2-1

 昔から雨の日は嫌いだった。だって、洗濯物を干すことができないから。

 弟と二人きりの貧しい家庭では、衣服も最低限しかない。風邪ひとつろくにひかない頑丈な自分はさておいても、弟は体が弱く肌も敏感な性質だったからできる限り清潔なものを着せてあげたい。しかし、雨が降ってしまえば、氾濫した川では綺麗な水は汲めないし、仮に衣服の汚れを落とせたところで日が出ていないから乾かすことができない。清潔を守ってやることもできなければ、古びた家屋の隙間からは冷気がどうしようもなく流れ込んできて、弟はこんこんと咳きこむ。幼い穂白は背を撫でて慰めてやることしかできなかった。

 ——この間、村に来て不浄を退治してくれた人、私には祓穢の才能があるって言ってたな。

 少し前まで峯露村付近で不浄による被害多発していた。村長が国に嘆願を出したとは聞いていたが、それでもこんな辺鄙な村に祓穢は来てくれるのだろうかと不安を抱えている村民は多くいた。

 祓穢の数に対して、祓穢被害の件数は大きく上回る。だから優先順位がつけられるのは仕方のないことなのだが、それでもこんな小さな村の祓穢のことを仕事を選ぶ偽善者だという人も、特別な力で多くを救う英雄だと称える人で意見が割れていた。
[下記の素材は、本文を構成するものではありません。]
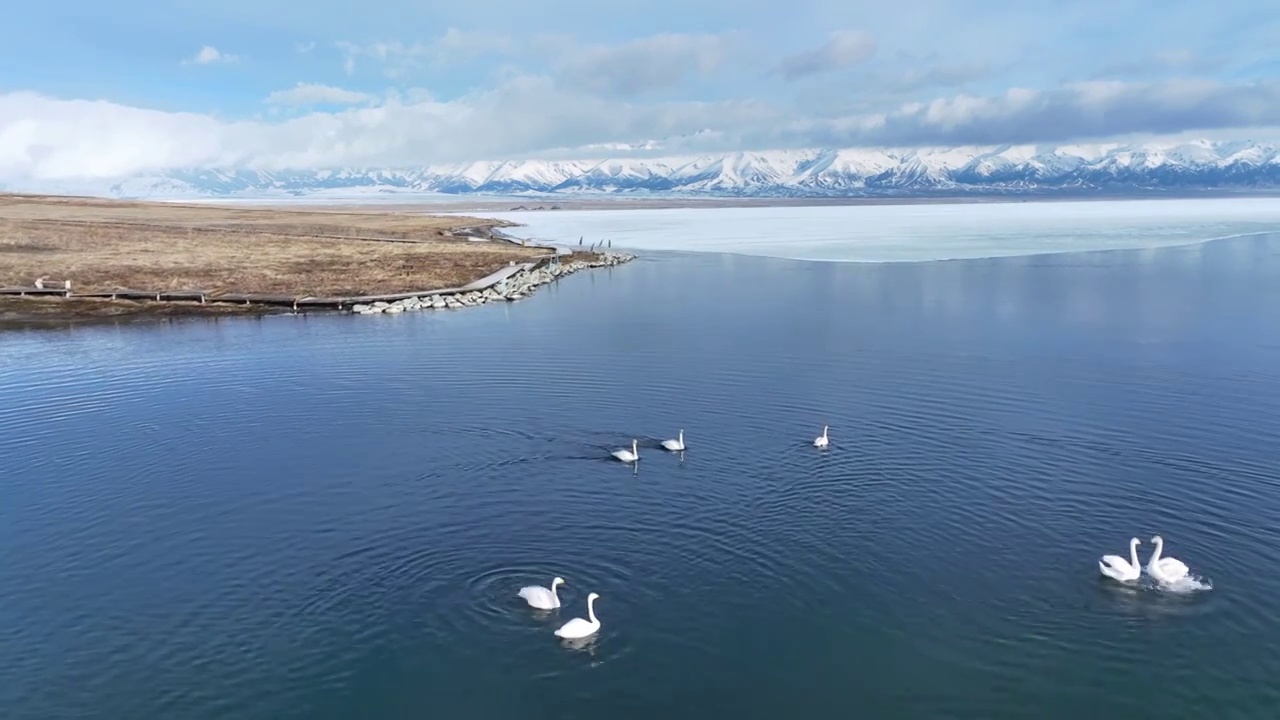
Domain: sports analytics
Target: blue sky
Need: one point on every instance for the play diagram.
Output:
(397, 82)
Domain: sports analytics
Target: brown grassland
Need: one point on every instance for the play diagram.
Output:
(104, 245)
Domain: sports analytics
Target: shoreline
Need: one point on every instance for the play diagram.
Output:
(68, 260)
(461, 204)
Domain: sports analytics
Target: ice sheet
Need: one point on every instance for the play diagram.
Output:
(878, 233)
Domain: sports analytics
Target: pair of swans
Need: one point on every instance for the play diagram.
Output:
(543, 598)
(676, 445)
(1164, 569)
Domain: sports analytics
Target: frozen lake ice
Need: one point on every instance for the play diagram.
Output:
(885, 233)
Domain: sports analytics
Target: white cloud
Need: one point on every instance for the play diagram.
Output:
(397, 59)
(658, 62)
(844, 49)
(45, 139)
(315, 94)
(209, 55)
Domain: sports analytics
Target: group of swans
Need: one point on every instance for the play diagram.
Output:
(632, 455)
(677, 445)
(543, 598)
(1165, 570)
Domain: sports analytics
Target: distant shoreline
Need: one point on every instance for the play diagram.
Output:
(71, 260)
(516, 204)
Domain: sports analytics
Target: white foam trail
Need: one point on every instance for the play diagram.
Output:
(881, 233)
(1188, 583)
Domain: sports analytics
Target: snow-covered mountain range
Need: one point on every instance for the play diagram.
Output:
(1031, 169)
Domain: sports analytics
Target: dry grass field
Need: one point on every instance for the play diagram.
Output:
(103, 245)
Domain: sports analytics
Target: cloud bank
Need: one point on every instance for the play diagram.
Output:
(493, 92)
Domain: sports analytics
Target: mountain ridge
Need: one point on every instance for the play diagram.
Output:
(970, 171)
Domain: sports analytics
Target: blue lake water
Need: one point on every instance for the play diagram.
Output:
(329, 516)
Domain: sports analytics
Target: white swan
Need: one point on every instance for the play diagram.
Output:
(540, 597)
(577, 627)
(675, 445)
(1165, 569)
(821, 441)
(1120, 569)
(629, 455)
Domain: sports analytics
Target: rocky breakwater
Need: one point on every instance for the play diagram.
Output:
(515, 287)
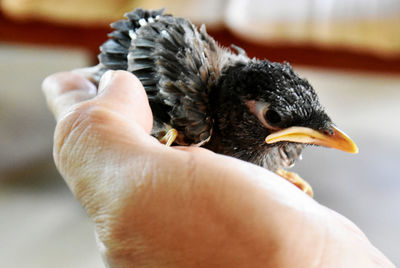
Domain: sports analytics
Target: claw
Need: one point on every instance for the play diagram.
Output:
(296, 180)
(169, 137)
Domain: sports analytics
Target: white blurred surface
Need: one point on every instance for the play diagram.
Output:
(42, 226)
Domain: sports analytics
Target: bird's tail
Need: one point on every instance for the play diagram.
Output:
(114, 52)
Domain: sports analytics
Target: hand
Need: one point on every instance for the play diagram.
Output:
(159, 206)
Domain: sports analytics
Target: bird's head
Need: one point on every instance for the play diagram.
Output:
(264, 107)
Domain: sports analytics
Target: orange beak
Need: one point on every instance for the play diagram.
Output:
(338, 139)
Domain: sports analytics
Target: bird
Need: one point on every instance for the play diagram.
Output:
(203, 94)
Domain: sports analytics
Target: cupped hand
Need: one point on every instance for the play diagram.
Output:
(159, 206)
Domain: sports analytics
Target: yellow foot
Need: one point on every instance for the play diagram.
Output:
(170, 137)
(296, 180)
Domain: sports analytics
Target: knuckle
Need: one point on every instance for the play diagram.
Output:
(77, 129)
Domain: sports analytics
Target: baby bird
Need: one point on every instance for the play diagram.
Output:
(203, 94)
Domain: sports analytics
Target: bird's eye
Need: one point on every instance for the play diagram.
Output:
(272, 117)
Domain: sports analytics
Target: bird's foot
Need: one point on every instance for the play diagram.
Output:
(296, 180)
(169, 137)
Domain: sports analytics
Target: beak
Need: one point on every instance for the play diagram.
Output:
(338, 139)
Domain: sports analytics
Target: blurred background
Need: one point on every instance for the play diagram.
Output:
(348, 49)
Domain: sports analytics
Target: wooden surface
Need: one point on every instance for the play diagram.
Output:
(90, 37)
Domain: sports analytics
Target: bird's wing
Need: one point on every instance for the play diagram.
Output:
(176, 63)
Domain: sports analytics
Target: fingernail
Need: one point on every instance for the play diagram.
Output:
(105, 80)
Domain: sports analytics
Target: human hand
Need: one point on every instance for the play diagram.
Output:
(159, 206)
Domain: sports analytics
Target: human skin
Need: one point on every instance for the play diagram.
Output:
(159, 206)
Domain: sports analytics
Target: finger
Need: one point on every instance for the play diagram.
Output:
(63, 90)
(123, 93)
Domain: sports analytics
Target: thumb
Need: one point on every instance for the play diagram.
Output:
(123, 93)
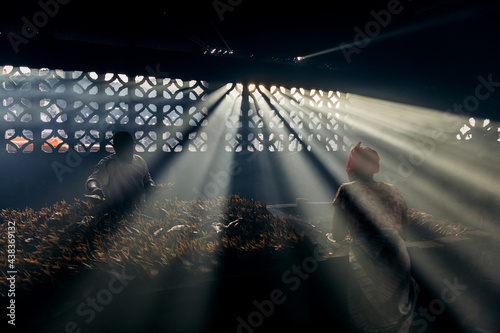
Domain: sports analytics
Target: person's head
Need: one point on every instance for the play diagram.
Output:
(123, 143)
(362, 163)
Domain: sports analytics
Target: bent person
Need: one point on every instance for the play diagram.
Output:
(122, 177)
(381, 293)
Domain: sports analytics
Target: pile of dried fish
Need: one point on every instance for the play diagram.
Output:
(424, 226)
(63, 240)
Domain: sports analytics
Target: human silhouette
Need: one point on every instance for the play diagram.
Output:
(381, 292)
(122, 177)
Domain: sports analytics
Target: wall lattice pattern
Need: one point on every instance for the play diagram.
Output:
(53, 111)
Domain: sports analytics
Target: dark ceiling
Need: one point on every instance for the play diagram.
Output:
(428, 50)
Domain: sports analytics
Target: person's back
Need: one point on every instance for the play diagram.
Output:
(381, 292)
(122, 177)
(372, 205)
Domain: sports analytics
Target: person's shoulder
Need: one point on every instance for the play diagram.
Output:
(348, 184)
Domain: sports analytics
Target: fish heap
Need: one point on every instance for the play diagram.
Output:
(63, 240)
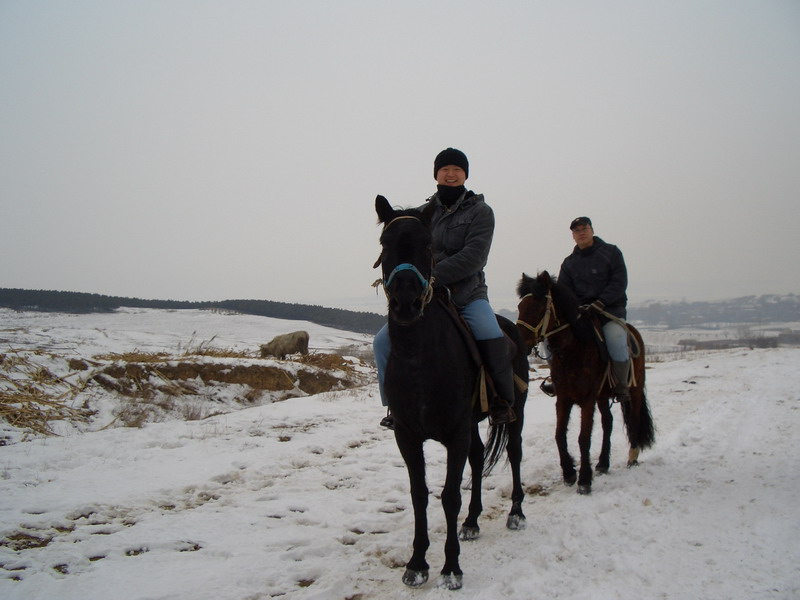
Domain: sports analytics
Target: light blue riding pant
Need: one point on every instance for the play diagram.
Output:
(616, 341)
(478, 314)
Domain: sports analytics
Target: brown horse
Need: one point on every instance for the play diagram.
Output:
(549, 311)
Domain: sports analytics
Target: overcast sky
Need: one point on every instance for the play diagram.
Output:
(206, 150)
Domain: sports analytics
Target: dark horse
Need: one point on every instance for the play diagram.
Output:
(429, 383)
(549, 310)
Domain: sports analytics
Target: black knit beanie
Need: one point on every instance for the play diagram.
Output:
(450, 156)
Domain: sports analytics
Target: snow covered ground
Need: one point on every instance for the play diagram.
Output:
(308, 498)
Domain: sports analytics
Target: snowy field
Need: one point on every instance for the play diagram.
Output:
(308, 498)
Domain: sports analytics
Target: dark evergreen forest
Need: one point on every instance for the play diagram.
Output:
(80, 302)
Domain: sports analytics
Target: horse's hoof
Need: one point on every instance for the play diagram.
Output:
(450, 582)
(415, 578)
(516, 522)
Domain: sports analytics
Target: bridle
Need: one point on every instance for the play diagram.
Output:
(427, 284)
(540, 331)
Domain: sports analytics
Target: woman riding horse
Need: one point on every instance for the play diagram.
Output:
(462, 227)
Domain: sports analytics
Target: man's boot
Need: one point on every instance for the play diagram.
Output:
(621, 371)
(497, 361)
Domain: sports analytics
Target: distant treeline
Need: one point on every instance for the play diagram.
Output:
(748, 309)
(80, 302)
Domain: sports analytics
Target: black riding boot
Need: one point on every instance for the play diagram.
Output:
(388, 420)
(497, 360)
(621, 369)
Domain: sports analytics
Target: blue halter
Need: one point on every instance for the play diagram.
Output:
(406, 267)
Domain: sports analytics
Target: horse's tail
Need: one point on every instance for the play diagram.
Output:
(647, 431)
(641, 432)
(495, 447)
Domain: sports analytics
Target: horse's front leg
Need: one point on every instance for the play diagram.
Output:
(470, 530)
(516, 518)
(585, 445)
(607, 421)
(457, 452)
(563, 408)
(416, 573)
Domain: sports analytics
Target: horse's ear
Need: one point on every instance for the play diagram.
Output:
(522, 286)
(384, 209)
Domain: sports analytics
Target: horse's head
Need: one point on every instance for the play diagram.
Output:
(547, 307)
(406, 259)
(535, 306)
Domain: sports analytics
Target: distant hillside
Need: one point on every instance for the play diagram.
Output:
(748, 309)
(79, 302)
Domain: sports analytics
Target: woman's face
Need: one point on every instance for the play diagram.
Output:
(451, 175)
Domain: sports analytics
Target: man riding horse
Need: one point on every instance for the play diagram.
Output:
(596, 273)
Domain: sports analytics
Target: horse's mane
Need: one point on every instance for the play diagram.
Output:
(564, 300)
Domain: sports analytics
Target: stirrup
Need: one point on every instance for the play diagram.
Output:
(388, 421)
(501, 415)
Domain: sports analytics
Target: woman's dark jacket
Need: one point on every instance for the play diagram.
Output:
(597, 272)
(462, 237)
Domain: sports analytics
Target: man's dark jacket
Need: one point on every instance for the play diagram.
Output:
(597, 272)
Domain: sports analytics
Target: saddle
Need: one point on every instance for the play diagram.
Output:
(485, 387)
(633, 352)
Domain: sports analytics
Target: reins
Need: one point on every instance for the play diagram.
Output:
(540, 331)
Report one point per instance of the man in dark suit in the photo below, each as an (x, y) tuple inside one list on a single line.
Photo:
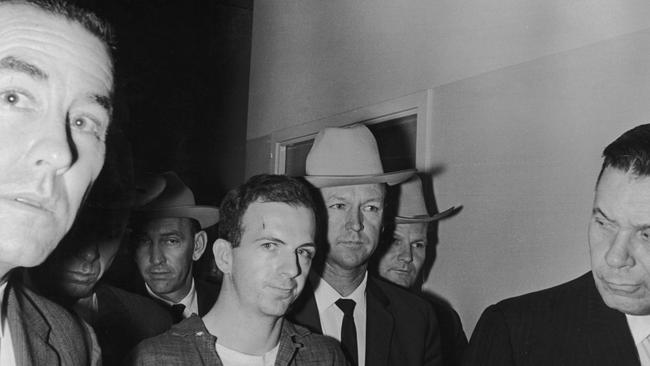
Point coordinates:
[(402, 256), (168, 238), (377, 322), (56, 84), (72, 274), (265, 249), (602, 317)]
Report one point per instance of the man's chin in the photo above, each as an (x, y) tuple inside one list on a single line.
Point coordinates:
[(627, 305)]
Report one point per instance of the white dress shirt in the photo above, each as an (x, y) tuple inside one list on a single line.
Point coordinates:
[(230, 357), (190, 301), (6, 345), (640, 329), (331, 317)]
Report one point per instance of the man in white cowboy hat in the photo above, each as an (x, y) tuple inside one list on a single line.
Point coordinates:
[(168, 237), (402, 257), (377, 323)]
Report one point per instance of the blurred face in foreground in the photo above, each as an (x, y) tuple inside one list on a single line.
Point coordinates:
[(269, 267), (83, 256), (619, 241), (55, 83)]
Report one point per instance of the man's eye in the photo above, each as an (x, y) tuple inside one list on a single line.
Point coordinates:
[(11, 98), (141, 241), (371, 208), (16, 99), (268, 245), (173, 241), (87, 124), (418, 245), (305, 253)]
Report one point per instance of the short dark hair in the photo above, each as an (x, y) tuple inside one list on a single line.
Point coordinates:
[(72, 12), (630, 152), (260, 188)]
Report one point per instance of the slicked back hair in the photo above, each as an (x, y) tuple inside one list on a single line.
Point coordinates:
[(74, 13), (629, 153), (260, 188)]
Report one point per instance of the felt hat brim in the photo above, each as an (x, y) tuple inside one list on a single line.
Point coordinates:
[(205, 215), (425, 218), (392, 178)]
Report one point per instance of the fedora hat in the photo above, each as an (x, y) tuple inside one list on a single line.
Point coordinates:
[(411, 207), (166, 195), (343, 156)]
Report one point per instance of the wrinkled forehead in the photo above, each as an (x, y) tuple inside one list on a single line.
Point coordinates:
[(361, 191), (52, 41)]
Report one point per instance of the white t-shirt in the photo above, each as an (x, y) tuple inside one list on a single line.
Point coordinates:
[(230, 357), (6, 345)]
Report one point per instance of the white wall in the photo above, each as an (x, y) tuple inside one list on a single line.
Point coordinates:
[(526, 95)]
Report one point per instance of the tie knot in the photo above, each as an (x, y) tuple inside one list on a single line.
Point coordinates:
[(177, 312), (346, 305)]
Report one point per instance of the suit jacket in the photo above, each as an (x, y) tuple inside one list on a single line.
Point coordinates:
[(123, 319), (190, 343), (565, 325), (206, 293), (453, 340), (401, 329), (43, 333)]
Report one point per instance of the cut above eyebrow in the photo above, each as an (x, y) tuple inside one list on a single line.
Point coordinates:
[(103, 100), (18, 65), (271, 238), (598, 211)]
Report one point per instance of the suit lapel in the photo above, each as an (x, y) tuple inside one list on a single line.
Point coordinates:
[(610, 341), (379, 325), (304, 310), (29, 330)]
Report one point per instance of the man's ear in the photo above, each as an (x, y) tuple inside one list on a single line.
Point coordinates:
[(200, 243), (222, 250)]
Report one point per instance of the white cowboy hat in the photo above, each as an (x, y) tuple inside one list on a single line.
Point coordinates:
[(166, 195), (344, 156)]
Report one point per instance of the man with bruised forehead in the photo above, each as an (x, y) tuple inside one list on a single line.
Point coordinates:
[(56, 81)]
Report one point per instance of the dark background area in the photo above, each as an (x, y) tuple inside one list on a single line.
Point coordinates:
[(183, 87)]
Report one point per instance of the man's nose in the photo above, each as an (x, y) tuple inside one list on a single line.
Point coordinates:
[(53, 147), (618, 255), (354, 219), (89, 253), (156, 256), (289, 265)]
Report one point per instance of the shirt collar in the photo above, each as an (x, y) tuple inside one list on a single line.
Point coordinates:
[(3, 307), (187, 300), (326, 295), (639, 326)]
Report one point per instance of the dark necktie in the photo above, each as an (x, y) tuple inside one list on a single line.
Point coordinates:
[(177, 312), (348, 330)]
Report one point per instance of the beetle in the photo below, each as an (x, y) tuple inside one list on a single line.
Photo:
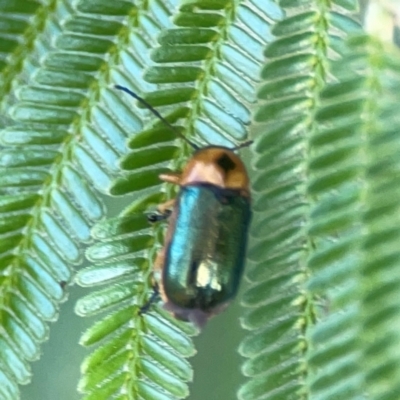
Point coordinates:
[(198, 271)]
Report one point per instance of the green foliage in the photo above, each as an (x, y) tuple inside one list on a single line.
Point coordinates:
[(323, 259)]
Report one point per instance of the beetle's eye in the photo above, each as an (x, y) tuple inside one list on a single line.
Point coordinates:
[(225, 162)]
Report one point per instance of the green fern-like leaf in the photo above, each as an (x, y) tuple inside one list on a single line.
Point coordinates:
[(139, 356), (281, 309), (196, 57), (354, 174)]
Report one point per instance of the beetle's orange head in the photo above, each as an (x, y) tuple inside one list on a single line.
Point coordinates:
[(218, 166)]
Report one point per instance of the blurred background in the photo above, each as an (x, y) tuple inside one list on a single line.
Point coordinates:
[(216, 364)]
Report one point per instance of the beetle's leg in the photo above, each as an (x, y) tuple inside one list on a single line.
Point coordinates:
[(171, 178), (157, 291), (155, 296), (156, 217)]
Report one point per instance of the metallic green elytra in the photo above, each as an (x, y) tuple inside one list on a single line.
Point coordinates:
[(198, 271), (205, 257)]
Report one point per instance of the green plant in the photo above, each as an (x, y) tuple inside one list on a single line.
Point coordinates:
[(323, 270)]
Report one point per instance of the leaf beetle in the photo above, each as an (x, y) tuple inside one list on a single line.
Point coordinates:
[(198, 271)]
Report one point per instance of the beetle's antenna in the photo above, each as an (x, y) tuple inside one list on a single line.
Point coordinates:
[(156, 113), (240, 146)]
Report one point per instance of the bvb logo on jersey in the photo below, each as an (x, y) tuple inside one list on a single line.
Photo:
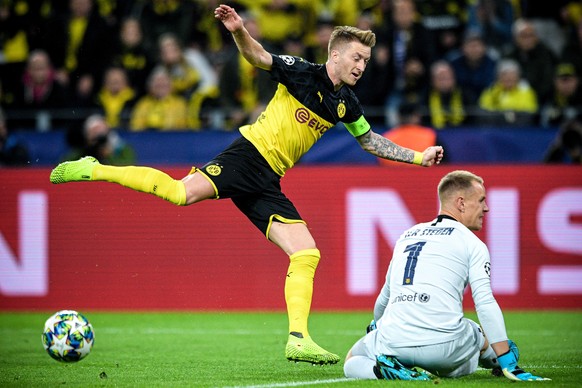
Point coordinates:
[(341, 110), (214, 170)]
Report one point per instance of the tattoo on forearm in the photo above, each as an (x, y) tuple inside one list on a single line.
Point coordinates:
[(384, 148)]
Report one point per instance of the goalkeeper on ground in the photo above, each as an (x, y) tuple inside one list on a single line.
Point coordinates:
[(418, 316)]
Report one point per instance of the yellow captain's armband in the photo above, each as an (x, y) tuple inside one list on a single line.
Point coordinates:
[(359, 127)]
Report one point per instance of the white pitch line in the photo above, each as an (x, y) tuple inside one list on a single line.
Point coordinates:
[(296, 383)]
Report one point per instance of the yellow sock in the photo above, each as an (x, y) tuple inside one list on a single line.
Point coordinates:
[(299, 288), (144, 179)]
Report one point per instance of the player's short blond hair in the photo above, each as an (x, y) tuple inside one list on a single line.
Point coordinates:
[(342, 35), (454, 181)]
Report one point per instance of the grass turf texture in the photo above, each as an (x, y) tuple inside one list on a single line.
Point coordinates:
[(247, 349)]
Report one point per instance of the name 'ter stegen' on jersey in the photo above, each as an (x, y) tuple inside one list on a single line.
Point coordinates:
[(303, 108), (431, 266)]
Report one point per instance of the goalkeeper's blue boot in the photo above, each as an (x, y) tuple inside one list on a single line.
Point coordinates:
[(306, 350), (74, 171), (389, 368)]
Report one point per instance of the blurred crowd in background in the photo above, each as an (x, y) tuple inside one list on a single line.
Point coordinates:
[(169, 65)]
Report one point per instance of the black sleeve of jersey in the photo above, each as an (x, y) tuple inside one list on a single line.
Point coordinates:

 幼い穂白の意見は後者だった。自分は大切な弟ひとりすらうまく守ってやれないのに、祓穢は数多を助けている。それはすごいことだと思う。だから、嘆願を受け取った祓穢が峯露村に訪れたときは本当に嬉しかったし、英雄だと思った。偶然にも第一村人として会った穂白は不浄が根城にしている森の方へと案内した。

 そのときに壮年の祓穢は穂白の頭を撫でて言ったのだ。「君には強い霊力もあるし、なにより不浄を恐れず私たちを導いてくれた勇敢さもある。とても祓穢に向いているよ」と。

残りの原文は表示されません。